Moreover, we create a glm model based on original data in order to check if our methodology improves results.

model_lr1 <- glm(left ~ ., data = data1, family = binomial())

Comparing models performance

Final step is the comparison of all four models we have created. For each of them we make predictions on the relevant test set, i.e. we use model_lr1 and model_xgb1 to predict the output for data2 and model_lr2 and model_xgb2 to predict the output for data4.

pred_lr1 <- round(predict(model_lr1, data2, type = "response"))
pred_xgb1 <- round(predict(model_xgb1, data2, n.trees = n.trees, type = "response"))
pred_lr2 <- round(predict(model_lr2, data4_trans_sel, type = "response"))
pred_xgb2 <- round(predict(model_xgb2, data4_trans_sel, n.trees = n.trees, type = "response"))

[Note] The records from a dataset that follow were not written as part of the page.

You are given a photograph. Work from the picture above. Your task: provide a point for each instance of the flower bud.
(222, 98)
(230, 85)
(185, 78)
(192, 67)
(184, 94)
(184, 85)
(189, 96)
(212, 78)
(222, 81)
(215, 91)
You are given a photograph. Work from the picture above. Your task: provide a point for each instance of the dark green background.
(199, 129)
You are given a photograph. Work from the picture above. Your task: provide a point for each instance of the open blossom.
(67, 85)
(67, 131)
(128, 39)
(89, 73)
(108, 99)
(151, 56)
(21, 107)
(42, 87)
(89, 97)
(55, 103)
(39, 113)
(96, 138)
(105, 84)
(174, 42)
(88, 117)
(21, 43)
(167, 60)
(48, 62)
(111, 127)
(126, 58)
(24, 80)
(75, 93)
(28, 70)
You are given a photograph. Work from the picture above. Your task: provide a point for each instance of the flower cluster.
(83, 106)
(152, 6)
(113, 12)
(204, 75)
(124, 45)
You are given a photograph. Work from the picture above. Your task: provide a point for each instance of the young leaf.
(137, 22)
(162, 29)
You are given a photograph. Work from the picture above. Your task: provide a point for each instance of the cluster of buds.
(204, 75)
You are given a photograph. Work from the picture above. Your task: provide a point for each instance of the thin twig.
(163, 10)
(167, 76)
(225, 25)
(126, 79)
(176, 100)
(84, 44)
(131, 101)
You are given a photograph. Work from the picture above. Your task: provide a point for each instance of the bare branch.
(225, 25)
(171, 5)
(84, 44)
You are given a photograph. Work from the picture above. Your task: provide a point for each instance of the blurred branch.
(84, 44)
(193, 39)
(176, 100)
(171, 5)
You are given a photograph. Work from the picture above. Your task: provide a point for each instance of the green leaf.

The performance of the models may then be evaluated based on confusion matrices with relative percentages obtained via the confusion_matrix function:

confusion_matrix <- function(y_true, y_pred) {
  cm <- data.frame(pred_0 = c(sum(y_true==0 & y_pred==0)/sum(y_true==0),
                              sum(y_true==1 & y_pred==0)/sum(y_true==1)),
                   pred_1 = c(sum(y_true==0 & y_pred==1)/sum(y_true==0),
                              sum(y_true==1 & y_pred==1)/sum(y_true==1)))
  cm <- apply(cm, MARGIN = 2, function(x) round(x, 2))
  rownames(cm) <- c("actual_0", "actual_1")
  cm
}

GBM models give the following results:

  • for the original data:
  predicted 0 predicted 1
actual 0 0.97 0.03
actual 1 0.09 0.91
  • for the data with rSAFE transformations applied:
  predicted 0 predicted 1
actual 0 0.93 0.07
actual 1 0.27 0.73

The model trained on original data has higher predictive power - feature transformations have caused the loss of valuable information which was apparently used by the first model. However, within logistic regression models the significant improvement can be observed:

  • for the original data:
  predicted 0 predicted 1
actual 0 0.92 0.08
actual 1 0.63 0.37
  • for the data with rSAFE transformations applied:
  predicted 0 predicted 1
actual 0 0.93 0.07
actual 1 0.27 0.73

The initial logistic regression model has difficulties with “true negatives” - for employees that actually quit it very often predicts the opposite. On the other hand, model_lr2 which was trained on the set of features modified by the SAFE algorithm has much better accuracy.